🤖 AI Summary
Traditional clustering methods rely solely on data similarity, making it difficult to incorporate domain-specific structural or semantic constraints—thus limiting interpretability and practical utility. To address this, we propose DARTVAE, the first multimodal clustering framework that explicitly integrates domain rules as primary learning signals. Leveraging large language models (LLMs), we automatically generate domain rules and construct a knowledge graph; we then design rule-consistency and rule-violation penalty terms embedded within the variational autoencoder (VAE) objective function, enabling structure-aware joint representation learning in the latent space. Our approach unifies multimodal feature learning, rule-guided optimization, and interpretable modeling. Evaluated on aviation and automotive datasets, DARTVAE significantly improves clustering plausibility—e.g., correctly separating drones, grouping stealth aircraft, and distinguishing SUVs from sedans—aligning with expert domain knowledge while outperforming state-of-the-art baselines on standard metrics including ARI and NMI.
📝 Abstract
Traditional clustering techniques often rely solely on similarity in the input data, limiting their ability to capture structural or semantic constraints that are critical in many domains. We introduce the Domain Aware Rule Triggered Variational Autoencoder (DARTVAE), a rule guided multimodal clustering framework that incorporates domain specific constraints directly into the representation learning process. DARTVAE extends the VAE architecture by embedding explicit rules, semantic representations, and data driven features into a unified latent space, while enforcing constraint compliance through rule consistency and violation penalties in the loss function. Unlike conventional clustering methods that rely only on visual similarity or apply rules as post hoc filters, DARTVAE treats rules as first class learning signals. The rules are generated by LLMs, structured into knowledge graphs, and enforced through a loss function combining reconstruction, KL divergence, consistency, and violation penalties.

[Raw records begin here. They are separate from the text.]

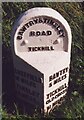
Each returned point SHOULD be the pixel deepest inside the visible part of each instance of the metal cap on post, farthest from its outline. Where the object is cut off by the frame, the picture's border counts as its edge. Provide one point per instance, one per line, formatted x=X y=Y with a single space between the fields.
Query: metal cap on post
x=41 y=43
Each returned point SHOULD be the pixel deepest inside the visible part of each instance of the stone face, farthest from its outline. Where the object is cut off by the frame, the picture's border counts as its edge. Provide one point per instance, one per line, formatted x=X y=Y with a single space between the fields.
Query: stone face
x=42 y=43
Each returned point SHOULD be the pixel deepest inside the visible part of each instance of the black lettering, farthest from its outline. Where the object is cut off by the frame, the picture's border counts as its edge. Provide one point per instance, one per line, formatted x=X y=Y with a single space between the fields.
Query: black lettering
x=19 y=37
x=40 y=20
x=37 y=33
x=32 y=33
x=31 y=23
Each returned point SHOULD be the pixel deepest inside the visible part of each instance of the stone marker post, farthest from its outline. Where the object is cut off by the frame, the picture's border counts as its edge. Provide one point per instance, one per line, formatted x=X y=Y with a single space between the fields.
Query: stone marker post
x=41 y=46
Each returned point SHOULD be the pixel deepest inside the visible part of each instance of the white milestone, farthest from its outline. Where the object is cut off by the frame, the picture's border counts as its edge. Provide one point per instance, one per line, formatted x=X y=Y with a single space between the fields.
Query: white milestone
x=41 y=46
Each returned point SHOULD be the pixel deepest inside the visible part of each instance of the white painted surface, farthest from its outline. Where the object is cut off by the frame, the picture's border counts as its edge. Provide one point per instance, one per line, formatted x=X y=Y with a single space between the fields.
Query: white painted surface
x=43 y=63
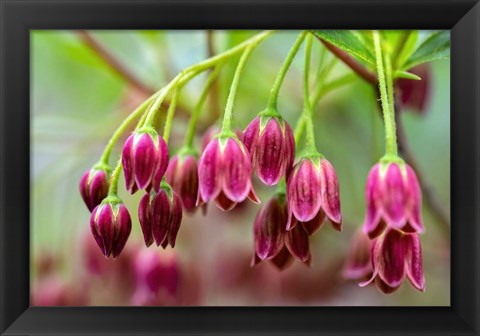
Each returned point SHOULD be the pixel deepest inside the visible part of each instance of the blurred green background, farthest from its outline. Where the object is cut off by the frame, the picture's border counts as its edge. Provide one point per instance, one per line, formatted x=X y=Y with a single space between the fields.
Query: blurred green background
x=78 y=100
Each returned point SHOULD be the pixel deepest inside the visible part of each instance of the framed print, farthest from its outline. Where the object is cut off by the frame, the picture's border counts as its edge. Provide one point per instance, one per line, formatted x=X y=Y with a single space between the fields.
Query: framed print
x=275 y=167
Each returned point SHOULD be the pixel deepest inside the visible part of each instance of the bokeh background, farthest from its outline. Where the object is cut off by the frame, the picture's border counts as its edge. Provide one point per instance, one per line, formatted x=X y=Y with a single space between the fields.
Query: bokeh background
x=78 y=99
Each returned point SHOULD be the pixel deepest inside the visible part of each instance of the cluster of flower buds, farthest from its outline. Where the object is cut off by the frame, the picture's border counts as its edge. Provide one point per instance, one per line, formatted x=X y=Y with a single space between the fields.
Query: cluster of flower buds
x=224 y=173
x=145 y=160
x=393 y=221
x=160 y=215
x=272 y=240
x=270 y=142
x=282 y=228
x=313 y=194
x=111 y=224
x=94 y=186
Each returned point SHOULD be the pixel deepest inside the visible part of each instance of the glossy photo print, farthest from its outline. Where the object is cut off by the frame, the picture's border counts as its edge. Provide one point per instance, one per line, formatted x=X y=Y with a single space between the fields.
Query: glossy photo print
x=240 y=168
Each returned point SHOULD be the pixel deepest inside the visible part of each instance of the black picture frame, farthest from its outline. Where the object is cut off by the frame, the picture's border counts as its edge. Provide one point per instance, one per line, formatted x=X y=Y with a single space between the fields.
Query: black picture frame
x=19 y=16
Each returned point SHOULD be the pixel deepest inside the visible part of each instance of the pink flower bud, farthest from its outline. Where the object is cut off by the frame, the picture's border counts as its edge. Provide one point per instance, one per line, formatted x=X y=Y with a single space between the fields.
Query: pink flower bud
x=94 y=187
x=312 y=193
x=272 y=148
x=160 y=215
x=358 y=263
x=182 y=175
x=145 y=160
x=394 y=256
x=393 y=199
x=273 y=242
x=224 y=171
x=416 y=93
x=111 y=225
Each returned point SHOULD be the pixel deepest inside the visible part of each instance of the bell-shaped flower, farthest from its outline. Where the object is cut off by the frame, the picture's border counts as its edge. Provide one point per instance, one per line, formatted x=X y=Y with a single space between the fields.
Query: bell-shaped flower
x=182 y=175
x=272 y=241
x=94 y=187
x=224 y=173
x=313 y=194
x=111 y=225
x=393 y=199
x=396 y=255
x=144 y=160
x=271 y=145
x=160 y=216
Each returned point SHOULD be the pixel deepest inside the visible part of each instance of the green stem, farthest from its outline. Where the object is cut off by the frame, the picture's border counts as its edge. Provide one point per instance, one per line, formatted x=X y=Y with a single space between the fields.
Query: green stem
x=227 y=117
x=307 y=108
x=183 y=77
x=272 y=102
x=170 y=114
x=119 y=131
x=388 y=111
x=198 y=109
x=113 y=189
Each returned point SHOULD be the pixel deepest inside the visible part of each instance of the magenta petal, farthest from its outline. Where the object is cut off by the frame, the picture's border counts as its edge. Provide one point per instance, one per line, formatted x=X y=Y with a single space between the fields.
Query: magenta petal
x=144 y=159
x=104 y=220
x=391 y=258
x=161 y=164
x=160 y=217
x=224 y=203
x=175 y=219
x=394 y=197
x=122 y=229
x=413 y=261
x=297 y=243
x=303 y=188
x=209 y=172
x=127 y=162
x=144 y=217
x=237 y=171
x=283 y=259
x=414 y=201
x=270 y=153
x=253 y=196
x=313 y=225
x=97 y=235
x=372 y=195
x=98 y=188
x=330 y=192
x=268 y=229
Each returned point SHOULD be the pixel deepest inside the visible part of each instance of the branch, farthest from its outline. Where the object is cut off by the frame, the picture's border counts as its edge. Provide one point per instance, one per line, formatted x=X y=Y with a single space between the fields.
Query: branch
x=214 y=90
x=116 y=66
x=113 y=63
x=403 y=146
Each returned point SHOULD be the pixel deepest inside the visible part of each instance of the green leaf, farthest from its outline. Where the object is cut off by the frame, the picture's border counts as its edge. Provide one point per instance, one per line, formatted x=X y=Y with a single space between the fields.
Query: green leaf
x=348 y=41
x=406 y=50
x=436 y=46
x=406 y=75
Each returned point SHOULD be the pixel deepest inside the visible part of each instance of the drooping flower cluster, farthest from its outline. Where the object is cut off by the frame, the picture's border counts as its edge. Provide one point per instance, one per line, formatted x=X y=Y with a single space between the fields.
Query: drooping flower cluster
x=145 y=160
x=393 y=221
x=224 y=171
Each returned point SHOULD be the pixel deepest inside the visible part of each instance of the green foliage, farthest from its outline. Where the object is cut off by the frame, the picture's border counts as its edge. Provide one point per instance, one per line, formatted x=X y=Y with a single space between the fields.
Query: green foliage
x=348 y=41
x=436 y=46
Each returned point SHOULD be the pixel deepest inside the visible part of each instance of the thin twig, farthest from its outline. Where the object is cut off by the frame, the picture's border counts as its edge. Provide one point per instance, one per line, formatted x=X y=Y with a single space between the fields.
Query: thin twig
x=116 y=66
x=214 y=103
x=429 y=195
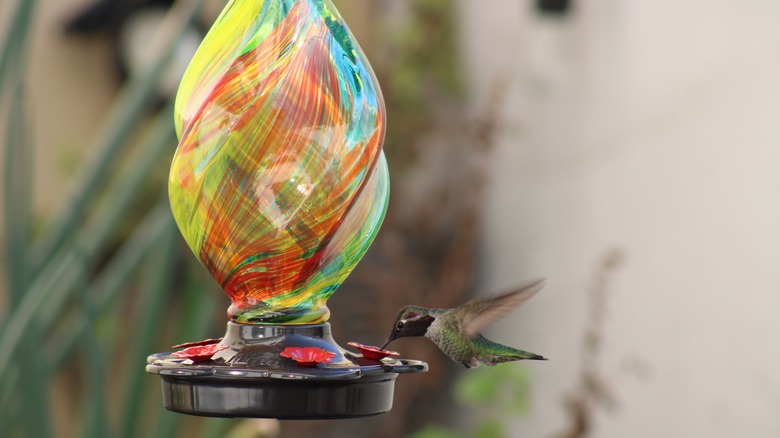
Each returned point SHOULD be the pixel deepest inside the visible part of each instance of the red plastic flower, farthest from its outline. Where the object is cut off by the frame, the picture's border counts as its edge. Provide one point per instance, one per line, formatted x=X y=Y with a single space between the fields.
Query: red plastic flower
x=308 y=356
x=199 y=343
x=372 y=352
x=200 y=353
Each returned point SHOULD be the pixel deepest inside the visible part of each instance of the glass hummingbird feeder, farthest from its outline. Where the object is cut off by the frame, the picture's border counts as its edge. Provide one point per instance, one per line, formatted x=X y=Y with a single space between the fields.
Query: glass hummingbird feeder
x=279 y=185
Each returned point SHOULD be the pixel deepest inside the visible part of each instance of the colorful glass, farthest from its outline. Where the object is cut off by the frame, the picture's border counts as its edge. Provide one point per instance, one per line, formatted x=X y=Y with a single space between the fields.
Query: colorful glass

Experiments on aircraft and automotive datasets demonstrate that rule guided clustering produces more operationally meaningful and interpretable clusters for example, isolating UAVs, unifying stealth aircraft, or separating SUVs from sedans while improving traditional clustering metrics. However, the framework faces challenges: LLM generated rules may hallucinate or conflict, excessive rules risk overfitting, and scaling to complex domains increases computational and consistency difficulties. By combining rule encodings with learned representations, DARTVAE achieves more meaningful and consistent clustering outcomes than purely data driven models, highlighting the utility of constraint guided multimodal clustering for complex, knowledge intensive settings.